3 They are cryptocurrencies with a stable value, based on a previously established parity with another asset. The most common is the USD.
4 On the impacts of restrictions on remittance flows to Cuba, consequences for households and entrepreneurs, and the use of cryptocurrencies as an alternative channel, the works of Denisse Delgado (2020 and 2021) can be consulted.

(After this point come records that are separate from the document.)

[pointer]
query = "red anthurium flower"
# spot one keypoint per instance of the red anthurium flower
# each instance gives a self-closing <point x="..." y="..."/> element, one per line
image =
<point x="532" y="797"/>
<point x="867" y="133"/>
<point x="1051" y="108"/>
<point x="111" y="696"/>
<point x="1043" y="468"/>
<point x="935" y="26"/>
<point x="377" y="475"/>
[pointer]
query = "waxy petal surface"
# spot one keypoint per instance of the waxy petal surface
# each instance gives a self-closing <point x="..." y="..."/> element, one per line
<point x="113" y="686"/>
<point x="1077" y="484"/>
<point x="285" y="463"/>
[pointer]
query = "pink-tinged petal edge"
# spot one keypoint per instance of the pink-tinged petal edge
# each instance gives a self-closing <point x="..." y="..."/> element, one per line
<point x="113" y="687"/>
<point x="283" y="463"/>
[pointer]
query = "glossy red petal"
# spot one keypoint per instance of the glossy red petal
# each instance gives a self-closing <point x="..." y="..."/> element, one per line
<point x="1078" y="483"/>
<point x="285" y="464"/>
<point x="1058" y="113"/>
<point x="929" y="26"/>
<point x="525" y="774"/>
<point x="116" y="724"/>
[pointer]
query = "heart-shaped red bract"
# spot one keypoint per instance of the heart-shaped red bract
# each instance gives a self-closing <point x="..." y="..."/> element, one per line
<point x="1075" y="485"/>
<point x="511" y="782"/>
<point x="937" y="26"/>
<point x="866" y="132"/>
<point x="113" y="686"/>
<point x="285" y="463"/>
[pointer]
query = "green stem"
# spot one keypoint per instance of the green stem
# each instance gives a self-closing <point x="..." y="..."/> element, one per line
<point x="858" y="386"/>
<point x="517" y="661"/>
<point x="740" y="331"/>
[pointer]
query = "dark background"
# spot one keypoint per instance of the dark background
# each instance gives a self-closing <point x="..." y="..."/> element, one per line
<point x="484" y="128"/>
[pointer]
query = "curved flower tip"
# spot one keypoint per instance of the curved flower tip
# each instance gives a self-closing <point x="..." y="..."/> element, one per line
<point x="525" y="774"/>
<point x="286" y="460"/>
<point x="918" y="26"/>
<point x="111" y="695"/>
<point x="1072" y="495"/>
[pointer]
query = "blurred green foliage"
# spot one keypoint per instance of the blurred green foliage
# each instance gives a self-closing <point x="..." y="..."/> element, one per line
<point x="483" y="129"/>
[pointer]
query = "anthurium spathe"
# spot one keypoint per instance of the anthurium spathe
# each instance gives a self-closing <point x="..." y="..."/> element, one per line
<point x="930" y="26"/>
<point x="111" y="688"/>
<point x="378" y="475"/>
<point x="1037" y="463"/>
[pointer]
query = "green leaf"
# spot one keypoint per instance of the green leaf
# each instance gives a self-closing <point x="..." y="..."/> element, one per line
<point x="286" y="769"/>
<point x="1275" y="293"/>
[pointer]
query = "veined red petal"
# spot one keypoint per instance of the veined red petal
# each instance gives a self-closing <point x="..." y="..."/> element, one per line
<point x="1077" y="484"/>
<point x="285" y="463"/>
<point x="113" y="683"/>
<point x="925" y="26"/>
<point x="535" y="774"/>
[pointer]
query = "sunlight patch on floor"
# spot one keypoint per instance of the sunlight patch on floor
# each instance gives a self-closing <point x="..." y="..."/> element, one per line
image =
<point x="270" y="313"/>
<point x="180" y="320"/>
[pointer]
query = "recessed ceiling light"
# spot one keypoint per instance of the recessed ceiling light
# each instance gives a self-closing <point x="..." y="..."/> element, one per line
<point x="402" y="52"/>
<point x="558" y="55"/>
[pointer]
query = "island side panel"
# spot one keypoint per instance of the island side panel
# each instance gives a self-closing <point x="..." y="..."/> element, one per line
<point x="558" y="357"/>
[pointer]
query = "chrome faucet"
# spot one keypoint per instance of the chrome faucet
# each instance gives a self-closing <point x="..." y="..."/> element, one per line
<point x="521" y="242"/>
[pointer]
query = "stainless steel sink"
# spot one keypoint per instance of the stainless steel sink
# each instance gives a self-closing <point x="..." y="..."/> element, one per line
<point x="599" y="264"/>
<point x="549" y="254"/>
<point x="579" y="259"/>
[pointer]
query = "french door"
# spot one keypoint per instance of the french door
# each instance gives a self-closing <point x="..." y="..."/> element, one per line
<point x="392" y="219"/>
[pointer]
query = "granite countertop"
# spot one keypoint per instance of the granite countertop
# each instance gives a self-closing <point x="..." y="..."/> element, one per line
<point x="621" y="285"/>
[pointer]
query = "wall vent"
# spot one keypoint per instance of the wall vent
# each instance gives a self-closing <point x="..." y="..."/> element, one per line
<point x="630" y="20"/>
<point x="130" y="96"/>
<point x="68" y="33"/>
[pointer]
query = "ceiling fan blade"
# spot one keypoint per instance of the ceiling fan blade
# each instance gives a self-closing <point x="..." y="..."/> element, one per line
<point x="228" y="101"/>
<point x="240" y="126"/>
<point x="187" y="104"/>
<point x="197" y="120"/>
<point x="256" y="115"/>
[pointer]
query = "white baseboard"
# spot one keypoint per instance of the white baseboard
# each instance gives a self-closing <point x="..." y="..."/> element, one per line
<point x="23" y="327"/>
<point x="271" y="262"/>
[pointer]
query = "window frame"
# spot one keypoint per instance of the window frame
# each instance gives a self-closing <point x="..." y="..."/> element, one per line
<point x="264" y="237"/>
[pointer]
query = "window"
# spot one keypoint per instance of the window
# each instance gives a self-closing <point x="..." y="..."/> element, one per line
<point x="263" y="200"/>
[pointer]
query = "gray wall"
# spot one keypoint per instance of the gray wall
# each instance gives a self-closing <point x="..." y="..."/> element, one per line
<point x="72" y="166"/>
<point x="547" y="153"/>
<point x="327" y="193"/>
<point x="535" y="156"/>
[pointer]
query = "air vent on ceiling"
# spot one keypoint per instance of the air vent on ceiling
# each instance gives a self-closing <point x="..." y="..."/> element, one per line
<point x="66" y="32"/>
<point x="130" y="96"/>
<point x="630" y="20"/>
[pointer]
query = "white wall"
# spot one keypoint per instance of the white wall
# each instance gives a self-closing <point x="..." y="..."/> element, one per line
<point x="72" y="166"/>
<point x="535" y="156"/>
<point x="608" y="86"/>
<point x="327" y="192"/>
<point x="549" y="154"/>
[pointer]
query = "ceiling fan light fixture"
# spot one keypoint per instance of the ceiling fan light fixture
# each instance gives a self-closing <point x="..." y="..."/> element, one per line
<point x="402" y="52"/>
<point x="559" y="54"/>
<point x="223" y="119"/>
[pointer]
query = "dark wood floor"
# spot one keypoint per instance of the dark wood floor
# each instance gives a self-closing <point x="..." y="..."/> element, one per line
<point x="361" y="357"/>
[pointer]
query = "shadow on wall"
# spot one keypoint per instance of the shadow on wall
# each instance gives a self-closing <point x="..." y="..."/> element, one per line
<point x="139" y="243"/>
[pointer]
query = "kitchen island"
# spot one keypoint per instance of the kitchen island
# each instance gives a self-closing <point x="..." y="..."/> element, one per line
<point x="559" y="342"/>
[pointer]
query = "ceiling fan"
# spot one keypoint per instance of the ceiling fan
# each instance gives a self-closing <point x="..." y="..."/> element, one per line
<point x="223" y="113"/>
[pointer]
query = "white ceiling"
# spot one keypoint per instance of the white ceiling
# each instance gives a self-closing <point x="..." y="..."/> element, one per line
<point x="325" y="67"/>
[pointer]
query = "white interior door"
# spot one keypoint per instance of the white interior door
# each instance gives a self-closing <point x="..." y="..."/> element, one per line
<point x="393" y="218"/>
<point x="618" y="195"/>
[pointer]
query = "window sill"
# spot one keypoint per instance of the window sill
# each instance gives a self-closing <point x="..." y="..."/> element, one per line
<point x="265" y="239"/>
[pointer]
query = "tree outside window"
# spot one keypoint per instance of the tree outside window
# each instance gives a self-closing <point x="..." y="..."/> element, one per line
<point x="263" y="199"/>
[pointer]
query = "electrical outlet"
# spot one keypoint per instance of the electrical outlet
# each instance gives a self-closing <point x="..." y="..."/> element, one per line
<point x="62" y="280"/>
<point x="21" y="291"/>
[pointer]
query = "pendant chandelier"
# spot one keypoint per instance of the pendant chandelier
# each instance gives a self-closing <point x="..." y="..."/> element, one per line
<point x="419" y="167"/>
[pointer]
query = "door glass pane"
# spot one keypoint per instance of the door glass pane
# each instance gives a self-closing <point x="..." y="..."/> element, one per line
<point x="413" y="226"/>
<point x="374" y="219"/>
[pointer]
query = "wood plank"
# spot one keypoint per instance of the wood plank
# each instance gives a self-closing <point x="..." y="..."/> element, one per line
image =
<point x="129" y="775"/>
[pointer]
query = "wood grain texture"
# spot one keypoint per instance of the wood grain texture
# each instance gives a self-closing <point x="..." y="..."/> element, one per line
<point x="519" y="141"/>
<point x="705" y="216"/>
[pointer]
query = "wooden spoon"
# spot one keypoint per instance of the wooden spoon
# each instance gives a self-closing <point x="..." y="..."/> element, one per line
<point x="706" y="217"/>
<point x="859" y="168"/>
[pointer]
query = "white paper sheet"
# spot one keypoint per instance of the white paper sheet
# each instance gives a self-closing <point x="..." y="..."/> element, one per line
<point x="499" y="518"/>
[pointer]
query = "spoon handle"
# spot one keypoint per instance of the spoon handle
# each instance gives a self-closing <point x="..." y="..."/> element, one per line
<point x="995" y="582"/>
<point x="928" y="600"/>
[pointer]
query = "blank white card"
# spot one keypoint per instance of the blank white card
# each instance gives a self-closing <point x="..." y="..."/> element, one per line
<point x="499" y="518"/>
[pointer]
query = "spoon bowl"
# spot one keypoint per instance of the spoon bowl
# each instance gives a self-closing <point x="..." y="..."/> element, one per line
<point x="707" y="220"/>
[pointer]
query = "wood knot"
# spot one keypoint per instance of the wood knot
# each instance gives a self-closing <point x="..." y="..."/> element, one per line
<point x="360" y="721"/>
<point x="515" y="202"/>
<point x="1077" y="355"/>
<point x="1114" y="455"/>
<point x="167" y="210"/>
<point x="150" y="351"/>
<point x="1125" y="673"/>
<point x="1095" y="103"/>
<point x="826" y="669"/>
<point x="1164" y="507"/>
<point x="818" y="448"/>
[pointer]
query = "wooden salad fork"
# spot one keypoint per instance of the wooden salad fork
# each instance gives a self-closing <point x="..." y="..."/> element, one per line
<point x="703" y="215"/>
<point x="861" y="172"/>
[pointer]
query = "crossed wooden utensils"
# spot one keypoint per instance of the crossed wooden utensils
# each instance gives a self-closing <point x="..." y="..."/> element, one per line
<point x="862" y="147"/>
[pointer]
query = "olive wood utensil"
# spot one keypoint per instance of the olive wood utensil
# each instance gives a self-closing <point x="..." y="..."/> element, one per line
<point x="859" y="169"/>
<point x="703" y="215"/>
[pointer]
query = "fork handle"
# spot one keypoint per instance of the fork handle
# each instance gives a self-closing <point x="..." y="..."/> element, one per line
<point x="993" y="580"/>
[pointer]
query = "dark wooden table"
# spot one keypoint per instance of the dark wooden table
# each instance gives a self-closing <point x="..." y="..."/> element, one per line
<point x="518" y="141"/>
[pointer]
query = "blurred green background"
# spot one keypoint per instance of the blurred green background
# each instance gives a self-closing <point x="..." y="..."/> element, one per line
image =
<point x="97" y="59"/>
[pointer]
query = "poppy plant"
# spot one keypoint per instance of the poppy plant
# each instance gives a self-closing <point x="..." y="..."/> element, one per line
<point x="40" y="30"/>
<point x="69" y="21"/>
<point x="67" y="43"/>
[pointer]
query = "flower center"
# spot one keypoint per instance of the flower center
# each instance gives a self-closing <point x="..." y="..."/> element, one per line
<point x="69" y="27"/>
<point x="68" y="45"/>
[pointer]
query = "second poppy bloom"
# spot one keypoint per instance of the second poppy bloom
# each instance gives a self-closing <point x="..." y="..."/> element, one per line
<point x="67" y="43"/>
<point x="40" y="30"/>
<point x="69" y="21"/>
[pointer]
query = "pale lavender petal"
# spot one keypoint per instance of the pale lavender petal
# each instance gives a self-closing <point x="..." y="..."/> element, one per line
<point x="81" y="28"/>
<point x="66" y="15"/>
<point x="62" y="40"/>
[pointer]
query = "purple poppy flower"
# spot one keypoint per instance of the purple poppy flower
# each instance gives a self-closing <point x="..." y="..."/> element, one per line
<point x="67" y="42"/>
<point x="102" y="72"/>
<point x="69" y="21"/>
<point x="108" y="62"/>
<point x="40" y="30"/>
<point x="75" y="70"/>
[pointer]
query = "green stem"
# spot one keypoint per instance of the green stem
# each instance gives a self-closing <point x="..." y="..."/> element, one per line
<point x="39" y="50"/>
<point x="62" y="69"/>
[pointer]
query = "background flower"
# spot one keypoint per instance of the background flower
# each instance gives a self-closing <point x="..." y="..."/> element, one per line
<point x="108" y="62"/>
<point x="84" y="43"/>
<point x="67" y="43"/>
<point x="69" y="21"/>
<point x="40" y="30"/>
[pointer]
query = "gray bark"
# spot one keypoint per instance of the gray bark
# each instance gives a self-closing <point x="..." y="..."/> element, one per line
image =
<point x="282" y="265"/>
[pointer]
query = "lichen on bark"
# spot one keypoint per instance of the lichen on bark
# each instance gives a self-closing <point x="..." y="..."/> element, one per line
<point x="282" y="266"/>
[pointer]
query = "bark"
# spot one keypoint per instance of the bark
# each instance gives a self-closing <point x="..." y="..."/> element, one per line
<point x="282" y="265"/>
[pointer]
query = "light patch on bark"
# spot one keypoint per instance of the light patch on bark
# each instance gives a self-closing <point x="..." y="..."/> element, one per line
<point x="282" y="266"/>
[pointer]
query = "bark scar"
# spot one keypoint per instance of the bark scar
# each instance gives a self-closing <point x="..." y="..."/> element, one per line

5 Refers to companies that offer innovative financial services, through the use of information and communication technologies.
6 See Rodríguez Y. (2021).
7 Although the samples surveyed are small and could contain biases associated with the characteristics of specific groups within the TI community, the results are consistent with reality, according to the criteria of leaders of the Cuban TI community who were subsequently consulted. See the work of Ángela Peña and other professors of the Department of Sociology of the University of Havana cited in (Expósito & Pradas, 2021) and a synthesis of the study by Rory Curtin in (Curtin, 2021).
8 See Espina (2020).
9 It refers to a process of exchanging cryptocurrencies for hard currencies through any platform that provides these services, and involves a formal international transaction to the bank account of the beneficiary of the funds.